I suggest mapping CIDs to code points mapped by the latest UniJIS-UTFxx as following. I guess the current mapping of Adobe-Japan1-UCS2 is for a variant but the latest UniJIS-UTFxx mapping better fits the glyph.

CID CID hex Adobe-Japan1-UCS2 UniJIS-UTFxx
13651 0x3553 U+885e 衞 U+2b7d8 𫟘 ExtD Unicode6.0(2010)
13695 0x357f U+8218 舘 U+fa6d 舘 Unicode5.2(2009)
13724 0x359c U+2363a 𣘺 U+2b78e 𫞎 ExtD Unicode6.0(2010)
13740 0x35ac U+6075 恵 U+fa6b 恵 Unicode5.2(2009)

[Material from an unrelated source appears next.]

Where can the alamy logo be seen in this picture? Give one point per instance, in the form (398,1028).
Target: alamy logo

13780 0x35d4 U+4eca 今 U+2b746 𫝆 ExtD Unicode6.0(2010)
13866 0x362a U+52e2 勢 U+2b751 𫝑 ExtD Unicode6.0(2010)
14064 0x36f0 U+687a 桺 U+2b789 𫞉 ExtD Unicode6.0(2010)
14089 0x3709 U+6881 梁 U+9fc4 鿄 Unicode5.2(2009)

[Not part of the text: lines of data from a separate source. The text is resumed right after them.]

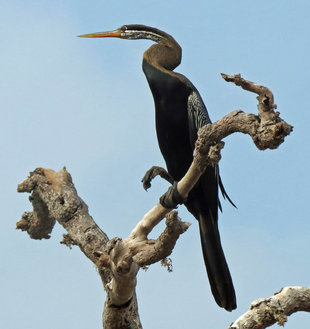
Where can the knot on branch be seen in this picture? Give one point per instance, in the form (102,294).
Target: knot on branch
(270,135)
(51,198)
(116,257)
(152,251)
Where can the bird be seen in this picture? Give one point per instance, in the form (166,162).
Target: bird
(179,114)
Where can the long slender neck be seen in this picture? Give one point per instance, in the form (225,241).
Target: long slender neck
(165,54)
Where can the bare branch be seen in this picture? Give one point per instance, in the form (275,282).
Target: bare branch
(275,309)
(55,198)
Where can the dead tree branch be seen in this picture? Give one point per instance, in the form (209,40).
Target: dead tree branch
(275,309)
(54,198)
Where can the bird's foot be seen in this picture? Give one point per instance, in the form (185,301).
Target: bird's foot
(152,173)
(172,198)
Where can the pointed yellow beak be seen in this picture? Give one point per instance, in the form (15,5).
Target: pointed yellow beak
(113,34)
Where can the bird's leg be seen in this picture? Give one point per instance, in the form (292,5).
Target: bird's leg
(172,198)
(152,173)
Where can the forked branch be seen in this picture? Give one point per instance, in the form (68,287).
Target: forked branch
(55,198)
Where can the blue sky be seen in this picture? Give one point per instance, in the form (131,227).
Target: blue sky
(85,104)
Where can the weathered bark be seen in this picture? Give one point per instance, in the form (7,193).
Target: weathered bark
(275,309)
(55,198)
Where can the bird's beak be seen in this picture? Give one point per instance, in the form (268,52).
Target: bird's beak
(113,34)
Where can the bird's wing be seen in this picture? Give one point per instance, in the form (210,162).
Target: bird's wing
(197,118)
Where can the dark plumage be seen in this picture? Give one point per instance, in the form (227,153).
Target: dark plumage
(180,112)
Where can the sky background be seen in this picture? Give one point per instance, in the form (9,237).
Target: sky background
(85,104)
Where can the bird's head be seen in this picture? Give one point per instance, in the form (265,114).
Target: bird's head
(132,32)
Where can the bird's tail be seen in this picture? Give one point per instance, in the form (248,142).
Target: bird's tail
(217,268)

14168 0x3758 U+7953 祓 U+9fc6 鿆 Unicode5.2(2009)
14281 0x37c9 U+242ee 𤋮 U+fa6c 𤋮 Unicode5.2(2009)
20114 0x4e92 U+5ea7 座 U+2b776 𫝶 ExtD Unicode6.0(2010)
20201 0x4ee9 U+83df 菟 U+2b7cf 𫟏 ExtD Unicode6.0(2010)

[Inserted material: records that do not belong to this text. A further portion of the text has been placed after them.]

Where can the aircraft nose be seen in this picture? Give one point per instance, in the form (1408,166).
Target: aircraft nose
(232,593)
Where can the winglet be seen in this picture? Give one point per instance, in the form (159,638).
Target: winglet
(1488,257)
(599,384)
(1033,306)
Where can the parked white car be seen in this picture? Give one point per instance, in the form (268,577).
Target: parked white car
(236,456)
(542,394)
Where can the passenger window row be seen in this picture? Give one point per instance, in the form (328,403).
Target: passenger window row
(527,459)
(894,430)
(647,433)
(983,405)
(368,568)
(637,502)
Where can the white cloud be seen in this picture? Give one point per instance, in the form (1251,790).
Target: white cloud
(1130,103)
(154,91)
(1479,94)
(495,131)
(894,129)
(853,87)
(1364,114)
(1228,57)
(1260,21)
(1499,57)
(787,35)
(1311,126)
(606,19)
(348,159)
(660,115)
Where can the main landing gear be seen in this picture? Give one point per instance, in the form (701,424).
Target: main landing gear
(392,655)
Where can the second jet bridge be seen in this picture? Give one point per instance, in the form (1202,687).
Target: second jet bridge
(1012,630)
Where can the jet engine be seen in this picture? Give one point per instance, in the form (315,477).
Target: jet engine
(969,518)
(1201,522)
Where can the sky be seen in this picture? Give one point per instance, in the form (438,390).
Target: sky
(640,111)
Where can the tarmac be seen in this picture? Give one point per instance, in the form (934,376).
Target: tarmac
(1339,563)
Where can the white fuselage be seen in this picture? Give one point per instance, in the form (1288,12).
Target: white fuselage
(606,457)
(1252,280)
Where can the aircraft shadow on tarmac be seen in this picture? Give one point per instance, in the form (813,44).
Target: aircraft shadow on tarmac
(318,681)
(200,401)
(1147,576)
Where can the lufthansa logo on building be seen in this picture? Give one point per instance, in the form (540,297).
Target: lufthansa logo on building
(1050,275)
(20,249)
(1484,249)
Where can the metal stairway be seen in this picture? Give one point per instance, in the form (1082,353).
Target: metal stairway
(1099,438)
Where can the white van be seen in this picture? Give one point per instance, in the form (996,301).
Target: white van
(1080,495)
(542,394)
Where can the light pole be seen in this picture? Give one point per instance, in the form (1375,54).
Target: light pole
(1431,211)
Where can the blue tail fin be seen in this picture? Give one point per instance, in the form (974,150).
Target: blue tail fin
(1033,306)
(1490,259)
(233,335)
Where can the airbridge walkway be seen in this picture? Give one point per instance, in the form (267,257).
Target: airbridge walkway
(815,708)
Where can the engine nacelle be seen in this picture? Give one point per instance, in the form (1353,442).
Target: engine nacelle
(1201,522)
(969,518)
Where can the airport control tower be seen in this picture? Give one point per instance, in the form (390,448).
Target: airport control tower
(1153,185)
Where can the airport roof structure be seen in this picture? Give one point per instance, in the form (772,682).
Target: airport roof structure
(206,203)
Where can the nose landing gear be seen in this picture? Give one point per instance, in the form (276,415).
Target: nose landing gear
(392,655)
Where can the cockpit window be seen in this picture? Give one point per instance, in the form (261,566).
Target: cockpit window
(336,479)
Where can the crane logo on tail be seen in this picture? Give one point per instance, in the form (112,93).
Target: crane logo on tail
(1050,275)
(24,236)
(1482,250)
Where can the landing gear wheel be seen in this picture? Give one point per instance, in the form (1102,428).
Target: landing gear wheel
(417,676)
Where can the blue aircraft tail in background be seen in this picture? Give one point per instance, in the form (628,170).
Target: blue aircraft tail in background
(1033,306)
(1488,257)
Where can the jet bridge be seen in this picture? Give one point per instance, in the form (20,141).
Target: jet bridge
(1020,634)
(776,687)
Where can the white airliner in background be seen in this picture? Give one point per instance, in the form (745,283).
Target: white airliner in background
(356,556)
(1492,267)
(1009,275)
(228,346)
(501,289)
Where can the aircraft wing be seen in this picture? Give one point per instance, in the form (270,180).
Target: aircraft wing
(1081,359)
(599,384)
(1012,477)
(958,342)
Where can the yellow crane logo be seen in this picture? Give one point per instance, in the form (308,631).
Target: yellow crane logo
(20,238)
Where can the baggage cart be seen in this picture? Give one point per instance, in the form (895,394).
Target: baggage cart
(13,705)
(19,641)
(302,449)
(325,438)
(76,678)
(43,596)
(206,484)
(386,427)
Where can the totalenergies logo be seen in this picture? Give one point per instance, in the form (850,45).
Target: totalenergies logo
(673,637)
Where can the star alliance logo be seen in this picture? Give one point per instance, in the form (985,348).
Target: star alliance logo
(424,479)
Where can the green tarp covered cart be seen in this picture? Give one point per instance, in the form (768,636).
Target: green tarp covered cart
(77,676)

20240 0x4f10 U+943a 鐺 U+2b7f0 𫟰 ExtD Unicode6.0(2010)
kenlunde commented 5 years ago

@t-tk Today’s CJK Type Blog article, entitled To UVS, Or Not To UVS, should help you to better understand my plans for updating the Adobe-Japan1-UCS2 ToUnicode mapping file.

hatchzo commented 1 year ago

The latest version of the Adobe-Japan1-UCS2 ToUnicode mapping resources addresses everything in that issue.